From the outside, it looks like Anne Motl’s primary job is simply to encourage kids to have fun. During her creative movement classes, children might dance and sing to nursery rhymes or they might jump, leap, skip and crawl their way across the floor while laughing with their friends. 

Motl says having fun is an important theme, but she’s after something much more significant—using creative movement to help children develop healthy patterns in their minds and bodies.

“Creative movement can mean many different things and take many forms,” Motl says. However, she uses her extensive dance background combined with the philosophy behind the BrainDance system, which was created by Seattle native Anne Green Gilbert, to organize a specific structure meant to stimulate young children.

Motl grew up in Minnesota and began dancing at the age of 5. At 18, she followed her passion to Bellingham, where she studied modern dance, before transferring to Cornish College of the Arts and graduating with a bachelor of fine arts in modern dance.

“I started teaching creative movement a year after I graduated, and I worked with all ages from that point on,” Motl says. Building upon the knowledge she gained from her degree, Motl began incorporating philosophies from BrainDance.

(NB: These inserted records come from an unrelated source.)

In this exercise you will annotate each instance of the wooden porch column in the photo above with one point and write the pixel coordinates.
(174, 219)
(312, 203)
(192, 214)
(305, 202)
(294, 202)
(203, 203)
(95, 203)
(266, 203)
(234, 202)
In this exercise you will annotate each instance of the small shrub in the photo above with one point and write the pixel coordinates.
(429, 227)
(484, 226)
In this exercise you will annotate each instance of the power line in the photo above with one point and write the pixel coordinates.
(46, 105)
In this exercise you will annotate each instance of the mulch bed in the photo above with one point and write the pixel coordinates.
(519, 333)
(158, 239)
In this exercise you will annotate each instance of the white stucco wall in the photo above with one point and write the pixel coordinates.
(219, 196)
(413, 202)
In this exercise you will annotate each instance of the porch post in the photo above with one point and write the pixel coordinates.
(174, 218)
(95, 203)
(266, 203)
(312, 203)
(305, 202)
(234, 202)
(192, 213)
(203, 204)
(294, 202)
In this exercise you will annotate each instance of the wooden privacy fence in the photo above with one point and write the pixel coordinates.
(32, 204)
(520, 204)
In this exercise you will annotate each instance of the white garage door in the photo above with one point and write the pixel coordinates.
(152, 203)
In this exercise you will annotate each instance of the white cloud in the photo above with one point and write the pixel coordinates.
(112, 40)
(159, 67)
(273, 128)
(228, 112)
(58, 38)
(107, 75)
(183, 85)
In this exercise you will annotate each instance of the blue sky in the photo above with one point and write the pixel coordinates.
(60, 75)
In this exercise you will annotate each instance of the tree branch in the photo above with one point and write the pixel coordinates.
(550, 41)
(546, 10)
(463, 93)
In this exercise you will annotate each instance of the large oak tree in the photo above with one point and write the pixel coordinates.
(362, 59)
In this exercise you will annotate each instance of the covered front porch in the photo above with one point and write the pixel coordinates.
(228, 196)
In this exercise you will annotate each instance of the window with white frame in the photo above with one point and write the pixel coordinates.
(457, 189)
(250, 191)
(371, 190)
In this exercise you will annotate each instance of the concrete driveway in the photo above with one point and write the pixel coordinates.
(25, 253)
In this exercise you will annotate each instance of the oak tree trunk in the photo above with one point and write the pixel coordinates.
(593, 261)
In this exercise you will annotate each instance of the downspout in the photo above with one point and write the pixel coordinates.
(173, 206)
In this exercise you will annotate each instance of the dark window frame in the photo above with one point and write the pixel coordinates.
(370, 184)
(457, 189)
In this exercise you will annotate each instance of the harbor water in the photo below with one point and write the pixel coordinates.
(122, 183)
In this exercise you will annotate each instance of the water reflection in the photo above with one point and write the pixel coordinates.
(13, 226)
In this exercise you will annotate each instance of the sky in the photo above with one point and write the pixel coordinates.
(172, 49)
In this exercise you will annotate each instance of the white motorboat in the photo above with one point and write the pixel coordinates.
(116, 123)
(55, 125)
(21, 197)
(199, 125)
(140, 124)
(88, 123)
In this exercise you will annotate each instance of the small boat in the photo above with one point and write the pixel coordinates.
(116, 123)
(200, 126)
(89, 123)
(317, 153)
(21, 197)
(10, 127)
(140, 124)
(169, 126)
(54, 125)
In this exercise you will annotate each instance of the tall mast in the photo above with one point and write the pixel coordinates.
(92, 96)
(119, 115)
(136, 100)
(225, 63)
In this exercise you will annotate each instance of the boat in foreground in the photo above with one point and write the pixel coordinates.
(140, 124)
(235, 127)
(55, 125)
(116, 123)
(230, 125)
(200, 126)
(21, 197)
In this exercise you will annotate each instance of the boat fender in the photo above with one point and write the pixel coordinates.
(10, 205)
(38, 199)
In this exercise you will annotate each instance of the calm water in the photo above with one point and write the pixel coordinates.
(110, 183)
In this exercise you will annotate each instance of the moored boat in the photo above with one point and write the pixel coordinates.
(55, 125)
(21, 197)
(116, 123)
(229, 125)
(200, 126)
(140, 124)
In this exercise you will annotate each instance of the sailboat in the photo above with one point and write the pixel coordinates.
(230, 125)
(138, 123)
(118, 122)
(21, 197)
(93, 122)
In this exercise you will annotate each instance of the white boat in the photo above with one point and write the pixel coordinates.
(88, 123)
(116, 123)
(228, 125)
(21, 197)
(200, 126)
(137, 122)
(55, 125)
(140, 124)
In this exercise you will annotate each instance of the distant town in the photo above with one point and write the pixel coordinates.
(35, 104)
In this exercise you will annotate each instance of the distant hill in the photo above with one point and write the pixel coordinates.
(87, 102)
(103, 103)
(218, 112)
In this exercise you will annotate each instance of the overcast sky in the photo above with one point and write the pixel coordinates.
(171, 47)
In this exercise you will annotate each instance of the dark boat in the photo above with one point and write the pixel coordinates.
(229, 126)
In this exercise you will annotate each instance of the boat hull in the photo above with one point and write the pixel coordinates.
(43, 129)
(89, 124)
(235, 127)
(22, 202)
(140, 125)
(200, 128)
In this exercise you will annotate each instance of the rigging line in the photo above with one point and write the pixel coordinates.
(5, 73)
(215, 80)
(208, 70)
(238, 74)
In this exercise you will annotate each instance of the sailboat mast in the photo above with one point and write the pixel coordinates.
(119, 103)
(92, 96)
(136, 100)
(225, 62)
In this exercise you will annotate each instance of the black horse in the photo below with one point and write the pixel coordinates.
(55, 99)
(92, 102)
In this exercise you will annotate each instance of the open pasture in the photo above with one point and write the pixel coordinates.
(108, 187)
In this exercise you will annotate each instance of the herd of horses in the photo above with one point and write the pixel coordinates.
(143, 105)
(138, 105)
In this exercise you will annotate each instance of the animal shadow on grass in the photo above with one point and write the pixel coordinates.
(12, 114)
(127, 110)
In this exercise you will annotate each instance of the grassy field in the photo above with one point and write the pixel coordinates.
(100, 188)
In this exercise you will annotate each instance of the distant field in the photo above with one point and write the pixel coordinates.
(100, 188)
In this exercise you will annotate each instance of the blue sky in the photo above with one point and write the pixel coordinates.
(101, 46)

“Anne Green Gilbert is from Seattle, and she created the BrainDance program based off eight developmental  stages healthy human beings naturally move through in their first year of life. The movements start with the breath then you work on tactile, core-distal, head-tail, upper and lower body, side body, cross lateral and vestibular movement patterns. Eye tracking is also incorporated,” Motl explains. “Nursery rhymes help with language development as well. I’m big into language and talking with the kids.” 

While all of this might sound a bit technical, Motl says it’s really just about encouraging certain kinds of movement that are known to help develop coordination, proprioception, rhythm and an overall confidence in their connection to their bodies. And then letting the kids take it and run. 

“It’s all about being open and free. Coming from a classical ballet background, I never had creative movement as a child. But I realized kids don’t have to keep their heels together and stand perfect when they’re four or three. I always say to the kids, ‘You’re beautiful. You’re doing it. And they’re having so much fun.’”

Motl also offer classes in which caregivers can participate. She says this time together can create a beautiful bonding experience. “There’s a lot of cuddle time, a lot of good eye contact and time to speak with your child.”